Chapter 27. Failure & Recovery

Titan is a highly available and robust graph database. In large scale Titan deployments failure is inevitable. This page describes some failure situations and how Titan can handle them.

27.1. Transaction Failure

Transactions can fail for a number of reasons. If the transaction fails before the commit the changes will be discarded and the application can retry the transaction in coherence with the business logic. Likewise, locking or other consistency failures will cause an exception prior to persistence and hence can be retried. The persistence stage of a transaction is when Titan starts persisting data to the various backend systems.

Titan first persists all graph mutations to the storage backend. This peristence is executed as one batch mutation to ensure that the mutation is committed atomicly for those backends supporting atomicity. If the batch mutation fails due to an exception in the storge backend, the entire transaction is failed.

If the primary persistence into the storage backend succeeds but secondary persistence into the indexing backends or the logging system fail, the transaction is still considered to be successful because the storage backend is the auhoritative source of the graph.

However, this can create inconsistencies with the indexes and logs. To automatically repair such inconsistencies, Titan can maintain a transaction write-ahead log which is enabled through the configuration.

tx.log-tx = true
tx.max-commit-time = 10000

The max-commit-time property is used to determine when a transaction has failed. If the persistence stage of the transaction takes longer than this time, Titan will attempt to recover it if necessary. Hence, this time out should be configured as a generous upper bound on the maximum duration of persistence. Note, that this does not include the time spent before commit.

In addition, a separate process must be setup that reads the log to identify partially failed transaction and repair any inconsistencies caused. It is suggested to run the transaction repair process on a separate machine connected to the cluster to isolate failures. Configure a separately controlled process to run the following where the start time specifies the time since epoch where the recovery process should start reading from the write-ahead log.

recovery = TitanFactory.startTransactionRecovery(graph, startTime, TimeUnit.MILLISECONDS);

Enabling the transaction write-ahead log causes an additional write operation for mutating transactions which increases the latency. Also note, that additional space is required to store the log. The transaction write-ahead log has a configurable time-to-live of 2 days which means that log entries expire after that time to keep the storage overhead small. Refer to Chapter 12, Configuration Reference for a complete list of all log related configuration options to fine tune logging behavior.

27.2. Titan Instance Failure

Titan is robust against individual instance failure in that other instances of the Titan cluster are not impacted by such failure and can continue processing transactions without loss of performance while the failed instance is restarted.

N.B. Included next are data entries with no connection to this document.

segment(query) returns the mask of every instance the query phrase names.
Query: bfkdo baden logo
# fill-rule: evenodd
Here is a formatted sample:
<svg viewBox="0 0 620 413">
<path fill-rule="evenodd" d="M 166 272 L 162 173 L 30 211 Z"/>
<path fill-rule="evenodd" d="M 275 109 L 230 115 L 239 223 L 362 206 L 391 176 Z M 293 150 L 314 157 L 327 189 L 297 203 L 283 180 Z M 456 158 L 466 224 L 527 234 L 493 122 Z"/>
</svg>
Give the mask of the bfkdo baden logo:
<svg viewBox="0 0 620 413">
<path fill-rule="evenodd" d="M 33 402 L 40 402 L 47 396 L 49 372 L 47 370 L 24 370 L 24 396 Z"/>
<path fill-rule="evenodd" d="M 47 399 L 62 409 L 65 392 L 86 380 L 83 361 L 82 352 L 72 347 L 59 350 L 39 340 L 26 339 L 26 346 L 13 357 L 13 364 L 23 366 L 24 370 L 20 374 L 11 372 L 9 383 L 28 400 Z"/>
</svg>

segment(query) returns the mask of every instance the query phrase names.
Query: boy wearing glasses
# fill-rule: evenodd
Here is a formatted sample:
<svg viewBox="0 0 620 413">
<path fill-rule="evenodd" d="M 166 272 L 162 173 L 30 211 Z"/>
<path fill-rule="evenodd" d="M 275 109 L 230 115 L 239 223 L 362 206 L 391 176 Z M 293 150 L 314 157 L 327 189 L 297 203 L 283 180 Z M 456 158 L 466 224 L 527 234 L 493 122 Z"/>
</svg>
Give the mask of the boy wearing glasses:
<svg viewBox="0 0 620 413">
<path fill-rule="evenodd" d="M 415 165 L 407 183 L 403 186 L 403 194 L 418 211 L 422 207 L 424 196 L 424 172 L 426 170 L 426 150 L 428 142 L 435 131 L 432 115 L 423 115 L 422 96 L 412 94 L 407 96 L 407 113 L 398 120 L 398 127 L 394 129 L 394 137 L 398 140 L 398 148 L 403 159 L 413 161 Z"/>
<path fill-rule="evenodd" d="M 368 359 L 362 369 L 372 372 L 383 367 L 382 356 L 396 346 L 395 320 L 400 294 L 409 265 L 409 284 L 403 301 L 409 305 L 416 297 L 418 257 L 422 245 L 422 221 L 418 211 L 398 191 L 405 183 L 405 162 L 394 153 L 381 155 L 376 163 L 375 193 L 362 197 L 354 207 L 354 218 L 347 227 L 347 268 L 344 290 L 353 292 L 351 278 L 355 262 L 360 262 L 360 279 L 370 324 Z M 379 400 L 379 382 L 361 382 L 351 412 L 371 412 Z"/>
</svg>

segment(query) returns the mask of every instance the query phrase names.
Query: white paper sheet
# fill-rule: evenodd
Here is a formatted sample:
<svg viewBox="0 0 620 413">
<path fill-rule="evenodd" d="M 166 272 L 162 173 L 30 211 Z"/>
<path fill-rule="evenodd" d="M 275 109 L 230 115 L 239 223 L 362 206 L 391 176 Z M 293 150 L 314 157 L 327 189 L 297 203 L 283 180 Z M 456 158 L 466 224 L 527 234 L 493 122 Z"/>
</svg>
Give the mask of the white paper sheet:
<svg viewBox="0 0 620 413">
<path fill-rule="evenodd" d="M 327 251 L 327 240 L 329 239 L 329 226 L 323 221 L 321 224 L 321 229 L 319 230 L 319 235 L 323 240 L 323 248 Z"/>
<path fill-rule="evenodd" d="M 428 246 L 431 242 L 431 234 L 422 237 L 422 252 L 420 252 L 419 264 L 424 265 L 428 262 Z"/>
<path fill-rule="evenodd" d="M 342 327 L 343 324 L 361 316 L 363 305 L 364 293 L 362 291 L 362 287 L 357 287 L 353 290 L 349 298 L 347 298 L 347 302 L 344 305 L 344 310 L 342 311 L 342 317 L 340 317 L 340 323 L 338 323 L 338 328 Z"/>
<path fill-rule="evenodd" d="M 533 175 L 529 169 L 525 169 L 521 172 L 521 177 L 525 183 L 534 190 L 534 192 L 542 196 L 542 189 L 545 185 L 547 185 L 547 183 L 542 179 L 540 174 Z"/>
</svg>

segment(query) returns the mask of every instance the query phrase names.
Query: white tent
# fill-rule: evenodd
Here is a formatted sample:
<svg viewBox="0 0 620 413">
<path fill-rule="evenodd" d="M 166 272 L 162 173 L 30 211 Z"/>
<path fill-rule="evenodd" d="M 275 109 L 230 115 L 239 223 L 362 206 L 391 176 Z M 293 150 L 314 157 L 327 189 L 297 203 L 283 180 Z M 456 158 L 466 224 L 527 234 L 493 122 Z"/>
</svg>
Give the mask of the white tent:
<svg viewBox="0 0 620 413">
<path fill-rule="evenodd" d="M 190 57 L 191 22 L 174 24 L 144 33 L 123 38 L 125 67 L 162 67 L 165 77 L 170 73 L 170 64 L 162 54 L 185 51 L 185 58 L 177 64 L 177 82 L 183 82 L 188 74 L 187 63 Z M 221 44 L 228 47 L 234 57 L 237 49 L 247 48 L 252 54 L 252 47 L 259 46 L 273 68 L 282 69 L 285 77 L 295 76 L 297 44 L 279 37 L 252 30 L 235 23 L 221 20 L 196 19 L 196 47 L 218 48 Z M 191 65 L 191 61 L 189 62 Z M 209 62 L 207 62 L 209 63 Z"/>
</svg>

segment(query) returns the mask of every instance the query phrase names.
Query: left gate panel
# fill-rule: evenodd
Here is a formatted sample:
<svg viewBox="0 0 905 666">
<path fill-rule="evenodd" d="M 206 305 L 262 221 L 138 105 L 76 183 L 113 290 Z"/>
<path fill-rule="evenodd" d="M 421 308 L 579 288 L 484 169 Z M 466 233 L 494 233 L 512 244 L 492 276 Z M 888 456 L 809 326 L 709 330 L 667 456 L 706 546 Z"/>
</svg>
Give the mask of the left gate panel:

However, some schema related operations - such as installing indexes - require the coordination of all Titan instances. For this reason, Titan maintains a record of all running instances. If an instance fails, i.e. is not properly shut down, Titan considers it to be active and expects its participation in cluster-wide operations which subsequently fail because this instances did not participate in or did not acknowledge the operation.

In this case, the user must manually remove the failed instance record from the cluster and then retry the operation. To remove the failed instance, open a management transaction against any of the running Titan instances, inspect the list of running instances to identify the failed one, and finally remove it.

mgmt = graph.openManagement()
mgmt.getOpenInstances() //all open instances
mgmt.forceCloseInstance('7f0001016161-atlantis1') //remove an instance

The unique identifier of the current Titan instance is marked with the suffix (current) so that it can be easily identified. This instance cannot be closed via the forceCloseInstance method and instead should be closed via g.close()

It must be ensured that the manually removed instance is indeed no longer active. Removing an active Titan instance from a cluster can cause data inconsistencies. Hence, use this method with great care in particular when Titan is operated in an environment where instances are automatically restarted.